人材にはリニューアルの方針やWebサイトの方向性を定めてもらい、実際のデザインやWeb制作などの作業は、人材から紹介してもらった業者にお願いしました。非常に良い出来で、当社のWebサイトを見た知り合いから、「どこでリニューアルしたのか、紹介してほしい」と頼まれたぐらいです。リニューアル前のWebサイトは「これだと何屋か分からないよ」と言われるようなものだったのですが、今では一目で「どら焼きを売っている」ということが分かるようになりました。

オンラインショップのスクリーンショット

人材がリニューアルを主導したオンラインショップ

成果はありましたか?また、課題点についてもあれば教えてください。

取引先から「前よりも格段に見やすくなった」と言ってもらえました。実際、Webサイトのリニューアルによって、1日1件程度しかなかった注文がコンスタントに入るようになったので、自分たちの方向性は間違いなかったと自信が持てました。また、最低限ここを触れば更新作業を行えるという環境を築いてくださったので、今では社員だけで更新もできるようになりました。

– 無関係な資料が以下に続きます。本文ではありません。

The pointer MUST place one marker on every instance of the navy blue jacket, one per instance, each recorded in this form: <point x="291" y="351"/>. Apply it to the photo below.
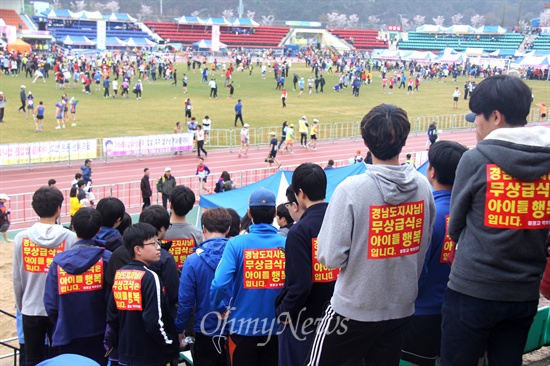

一方で、人材は全体的な指導や、適切な業者の紹介はしてくれましたが、実際に手を動かしてくれたわけではないんですよね。また、ネット広告やSEO・MEO対策の提案ももらいましたが、さらにお金がかかるので採用しませんでした。やり始めたらキリがないので、「何を、どこまでやるか」を最初に決めておくべきだったかもしれないとは思いますね。ただ、それでもここまで導いてくれた人材への満足度は高いですし、感謝しています。

今、当社では今後の展開として知財の活用に興味を持っているんです。今までは金融機関や佐賀県のよろず支援拠点に相談するぐらいの選択肢しかなかったのが、副業人材も活用できることを知ったおかげで、知財に詳しい方を募集して、活用法についての意見をもらうのも良いかなと考えています。